Defining the shallow embedding of the wiki Sequent calculus
Since the calculus in the wikipedia article is pretty much the same as our implementation, we can make our lives easier by reusing as many definitions of the calculus terms as possible. This practically means we only have to redefine sequents to be lists of formulas rather than trees (as is the case in our version of the calculus).
Since we do not want to have duplicate definitions of formulas, we import SequentCalc_Core_SE.thy at the begining of the /extras/SequentCalculus.thy file and then define a new datatype sequent, that corresponds to the wiki calculus definition:
datatype sequent = sequent "Formula list" "Formula list" (infix "⊢" 300)
Here, we make use of Isabelle's implementation of lists (part of Isabelle core libraries), which means we automatically have many lemmas about the general properties of lists available to us, These will come in handy when proving equality between the two versions of the sequent calculus.
The next definition in /extras/SequentCalculus.thy introduces the comma as sugar notation for the concat/append function on lists:
definition concat :: "Formula list ⇒ Formula list ⇒ Formula list" (infix ";" 400) where
"concat list1 list2 = list1 @ list2"
This function serves a purely visual function, making our sequent terms look closer to the notation introduced in the wikipedia article.
Note however that there are still slight differences between the presentation of the terms of this calculus to the wikipedia version. In the wikipedia article, the comma is used ambiguously, for example in the term \(\Gamma \vdash \Delta_1, A , B, \Delta_2\), different commas inside the term could have all of the type signatures below:
-
\(, :: Formula \Rightarrow Formula \Rightarrow [Formula]\)
-
\(, :: Formula \Rightarrow [Formula] \Rightarrow [Formula]\)
-
\(, :: [Formula] \Rightarrow Formula \Rightarrow [Formula]\)
-
\(, :: [Formula] \Rightarrow [Formula] \Rightarrow [Formula]\)
Because we did not want the comma to be ambiguous, we chose one type signature for the comma, namely:
\[, :: [Formula] \Rightarrow [Formula] \Rightarrow [Formula]\]
As a result, we enclose any singleton formulas in a list, so that \(\Gamma \vdash \Delta_1, A , B, \Delta_2\) becomes \(\Gamma \vdash \Delta_1, [A] , [B], \Delta_2\).
The rest of the theory file contains the rules of the wiki sequent calculus.
Equality proof
Now that we have a definition of the wiki sequent calculus, we can open up another theory file in the extras folder called SequentCalculusEq.thy. This theory file, as the name suggests, contains the proofs of equality between our version of the calculus and the wiki version.

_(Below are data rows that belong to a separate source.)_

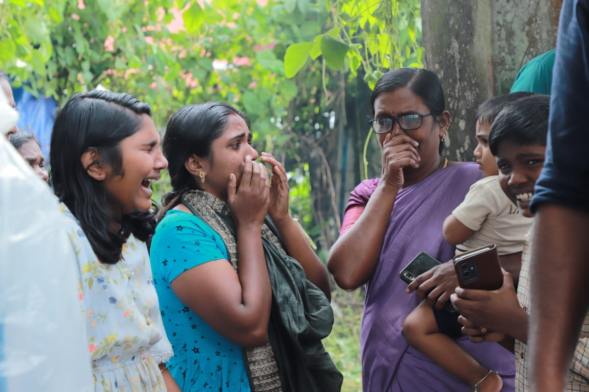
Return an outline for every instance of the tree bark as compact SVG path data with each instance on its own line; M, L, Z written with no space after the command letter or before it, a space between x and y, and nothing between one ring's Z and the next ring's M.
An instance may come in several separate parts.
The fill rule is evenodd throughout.
M426 68L452 116L445 155L473 160L478 105L508 93L521 66L554 49L562 0L421 0Z

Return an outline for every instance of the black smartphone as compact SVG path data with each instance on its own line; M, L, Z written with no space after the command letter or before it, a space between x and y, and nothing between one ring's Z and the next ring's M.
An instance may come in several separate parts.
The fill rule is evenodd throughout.
M441 264L439 261L425 252L420 252L401 270L399 276L407 283L411 283L415 278L436 266Z

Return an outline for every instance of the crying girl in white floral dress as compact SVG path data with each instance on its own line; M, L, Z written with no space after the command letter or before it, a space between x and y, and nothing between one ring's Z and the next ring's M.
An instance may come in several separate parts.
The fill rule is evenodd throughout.
M70 99L51 135L97 391L180 391L144 243L155 227L150 185L167 166L150 115L133 96L91 91Z

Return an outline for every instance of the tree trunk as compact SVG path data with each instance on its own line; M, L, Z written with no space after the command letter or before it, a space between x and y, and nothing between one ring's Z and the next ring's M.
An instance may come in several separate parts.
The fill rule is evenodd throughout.
M562 0L421 0L425 65L442 80L452 122L446 155L472 160L475 112L508 93L519 68L554 49Z

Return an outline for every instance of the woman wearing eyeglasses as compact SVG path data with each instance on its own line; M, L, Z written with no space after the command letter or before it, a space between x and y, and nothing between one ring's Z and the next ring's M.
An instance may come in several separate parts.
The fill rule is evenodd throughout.
M402 334L405 317L421 299L427 297L438 309L449 299L458 286L451 263L418 277L411 286L419 287L416 295L408 294L399 273L421 252L442 262L454 257L442 224L481 179L481 172L475 163L451 162L441 155L450 113L434 72L412 68L389 71L377 82L370 101L370 124L383 150L382 174L352 191L327 261L342 289L366 285L363 390L468 391L469 385L408 346ZM474 344L466 337L457 342L479 363L499 370L504 390L513 389L512 354L493 343Z

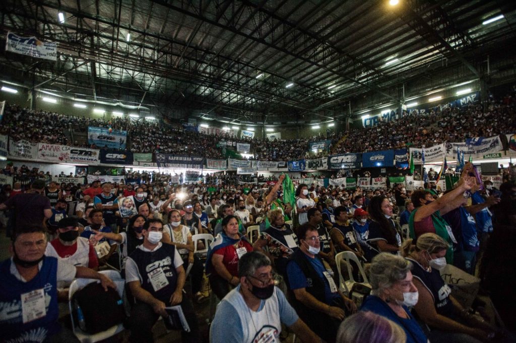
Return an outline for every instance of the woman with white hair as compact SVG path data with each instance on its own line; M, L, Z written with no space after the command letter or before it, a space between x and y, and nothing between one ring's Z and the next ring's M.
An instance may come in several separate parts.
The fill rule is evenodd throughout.
M360 308L384 317L405 331L407 343L427 343L428 338L409 311L417 303L417 288L412 283L411 263L401 256L381 252L366 266L371 295Z

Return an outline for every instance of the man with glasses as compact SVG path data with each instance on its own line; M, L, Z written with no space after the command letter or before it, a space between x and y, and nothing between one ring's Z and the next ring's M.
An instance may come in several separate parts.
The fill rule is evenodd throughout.
M338 327L357 306L339 290L331 270L318 256L319 234L309 224L298 228L299 249L290 257L287 277L290 299L300 318L328 342L335 341Z
M242 256L238 261L240 284L217 306L210 342L279 341L282 322L301 341L320 341L274 286L272 270L270 260L261 253L251 251Z

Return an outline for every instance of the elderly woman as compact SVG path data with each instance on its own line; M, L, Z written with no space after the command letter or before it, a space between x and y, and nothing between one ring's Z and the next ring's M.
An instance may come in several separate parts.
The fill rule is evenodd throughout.
M230 215L222 221L222 231L209 246L206 261L206 273L209 276L212 289L221 299L238 285L238 260L252 246L238 231L238 220Z
M403 329L407 343L427 343L428 338L410 314L417 303L417 288L412 283L411 263L401 256L382 252L366 266L371 295L361 311L370 311L390 319Z
M464 309L441 277L439 270L446 265L448 243L434 233L424 233L415 247L412 243L412 239L404 242L402 253L413 266L413 282L420 295L415 308L430 329L430 340L477 343L487 339L491 327Z
M290 225L285 224L283 212L280 209L269 211L267 218L270 226L262 232L253 249L268 256L278 272L284 276L288 256L298 248L297 236ZM264 250L266 247L267 251Z
M424 233L431 232L441 237L449 243L457 244L452 228L442 215L456 209L464 202L468 192L476 183L474 177L468 176L473 170L473 165L466 163L457 186L449 193L434 199L428 191L416 191L410 197L414 210L409 217L410 237L415 238ZM446 262L453 262L453 249L450 244L446 251Z

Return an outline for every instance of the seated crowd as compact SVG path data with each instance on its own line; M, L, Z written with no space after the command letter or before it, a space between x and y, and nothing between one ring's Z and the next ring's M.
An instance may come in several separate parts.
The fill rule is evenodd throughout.
M160 317L169 325L176 306L185 342L279 341L282 324L303 342L512 341L516 270L495 244L516 244L516 185L496 190L472 172L466 163L444 192L433 182L362 190L300 179L292 198L284 175L241 184L172 185L158 174L127 184L36 178L4 187L13 254L0 264L0 304L13 311L0 312L0 340L76 341L58 302L69 301L75 278L115 288L98 271L114 269L125 279L131 341L153 341L153 327ZM479 275L508 330L454 297L440 274L447 265ZM343 285L352 276L363 297ZM199 318L206 282L219 302L209 333Z

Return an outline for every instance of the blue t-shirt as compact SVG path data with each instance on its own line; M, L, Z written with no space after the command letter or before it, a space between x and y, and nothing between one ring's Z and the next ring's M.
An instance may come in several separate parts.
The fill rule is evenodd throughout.
M327 271L326 268L325 268L324 265L322 265L319 259L312 259L305 254L303 255L305 258L310 262L312 266L315 269L316 272L319 276L319 278L324 281L324 295L326 303L328 305L333 304L333 300L336 298L340 298L341 296L338 294L338 292L331 293L330 289L330 284L323 273L324 272ZM308 286L307 277L303 273L297 263L293 262L287 265L287 275L288 276L288 283L290 284L291 289L305 288Z

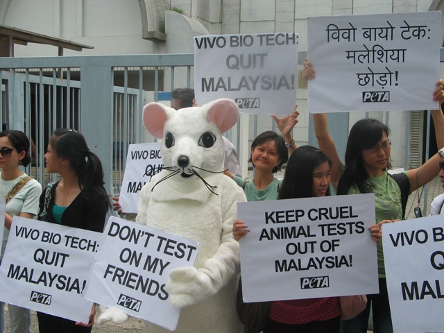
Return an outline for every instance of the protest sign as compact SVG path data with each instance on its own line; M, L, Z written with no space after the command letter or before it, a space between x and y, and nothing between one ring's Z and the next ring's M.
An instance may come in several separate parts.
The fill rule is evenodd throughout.
M101 237L14 216L0 266L0 300L87 323L92 304L82 293Z
M441 12L309 17L307 24L311 113L438 108Z
M194 91L199 105L233 99L241 112L291 114L298 85L298 34L194 37Z
M160 142L130 144L119 197L122 212L137 212L140 190L163 166Z
M444 332L443 216L382 225L393 332Z
M180 309L169 302L169 273L193 266L198 244L115 216L110 218L85 297L169 330Z
M244 301L378 292L375 195L239 203ZM260 291L260 292L257 292Z
M3 198L0 198L0 216L1 217L1 225L4 225L5 223L5 212L6 212L6 201ZM3 235L5 231L5 227L0 228L0 248L3 248Z

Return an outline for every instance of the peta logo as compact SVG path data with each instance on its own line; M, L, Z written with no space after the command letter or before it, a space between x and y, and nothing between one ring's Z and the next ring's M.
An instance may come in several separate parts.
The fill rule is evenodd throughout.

The proof of equality is split into two lemmas, corresponding to a proof of derivability of all sequents in our version of the calculus in the wiki version and vice versa:
lemma sequentCalc_SE_to_sequentCalculus_derivable:
fixes loc f
assumes "loc ⊢d seq"
and "loc = [CutFormula f]"
shows "[f] ⊢D (>> seq)"
lemma sequentCalculus_to_sequentCalc_SE_derivable:
fixes loc
assumes "loc ⊢D seq"
and "loc = [f]"
shows "[CutFormula f] ⊢d (<< seq)"
Prerequisites
In order to formulate the equality lemmas between the two versions of the caclulus, we need to defines the functions that translate a term in one version of the calculus to a term in the other. These functions are used in the lemmas formulated above, \(>> \ \Psi\) standing for a function that takes a sequent \(\Psi\) from our version of the calculus and produces the wiki calculus term and the \(<< \ \Theta\) doing the converse for a term \(\Theta\) in the wiki calculus.
One should bear in mind that composing \(>>\) and \(<<\) does not always yield an identity function, for example applying \(<< \circ >>\) (this composed function takes a term in our calculus and produces a term of our calculus) to the following bracketed term \((\Delta, \Sigma), \Gamma \vdash \Pi\) will yield \(\Delta, (\Sigma, \Gamma) \vdash \Pi\).
However, the opposite direction, namely \(>> \circ <<\), is in fact the identity function.